Senior lawmakers and political leaders on Friday turned out for the funeral of Antoine Ghanem, who was killed in a bomb blast in a Christian suburb of east Beirut Wednesday.
Mourners waved the white and green flag of the Phalange Party, the Christian political group to which Ghanem belonged.
Former Lebanese President Amin Gemayel eulogized Ghanem and urged lawmakers to carry out an election on Tuesday for a new president to succeed pro-Syrian head of state Emile Lahoud. Lebanon's parliament is scheduled to meet Tuesday to select a new president.
In Washington today, US Secretary of State Condoleezza Rice and visiting French Foreign Minister Bernard Kouchner issued a joint statement condemning Ghanem's assassination "in the strongest possible terms."
Rice and Kouchner reaffirmed it is crucial for presidential elections to be held according to Lebanon's constitution.
Wednesday's bomb attack killed Ghanem and six other people.
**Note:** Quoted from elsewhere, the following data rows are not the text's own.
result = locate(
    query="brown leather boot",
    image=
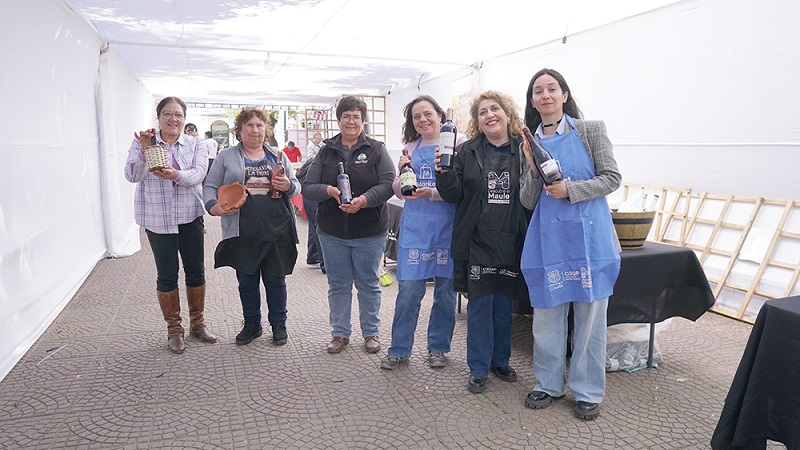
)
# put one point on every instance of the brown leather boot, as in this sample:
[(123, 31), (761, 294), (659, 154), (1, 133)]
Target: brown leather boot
[(171, 309), (197, 301)]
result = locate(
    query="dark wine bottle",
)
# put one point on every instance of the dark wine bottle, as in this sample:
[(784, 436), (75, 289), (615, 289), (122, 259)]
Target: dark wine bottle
[(447, 141), (343, 183), (547, 167), (408, 179), (277, 171)]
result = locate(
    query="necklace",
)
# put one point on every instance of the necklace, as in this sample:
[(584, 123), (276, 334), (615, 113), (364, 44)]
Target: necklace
[(554, 123)]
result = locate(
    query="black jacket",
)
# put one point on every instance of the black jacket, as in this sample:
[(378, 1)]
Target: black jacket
[(465, 185), (371, 173)]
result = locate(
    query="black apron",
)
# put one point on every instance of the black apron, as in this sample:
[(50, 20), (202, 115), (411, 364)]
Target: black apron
[(266, 240), (496, 243)]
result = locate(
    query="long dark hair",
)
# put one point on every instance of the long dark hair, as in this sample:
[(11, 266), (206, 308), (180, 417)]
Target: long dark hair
[(410, 133), (532, 116)]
He was a member of the pro-government coalition locked in a power struggle with opposition groups backed by Syria.
Ghanem was the fourth member of parliament and eighth prominent anti-Syrian figure to be killed in Lebanon in the last two years. Syria has denied involvement in any of the attacks.
Thursday at the United Nations, the Security Council condemned the killing of Ghanem and demanded an immediate end to what it called the targeted assassinations of Lebanese political leaders.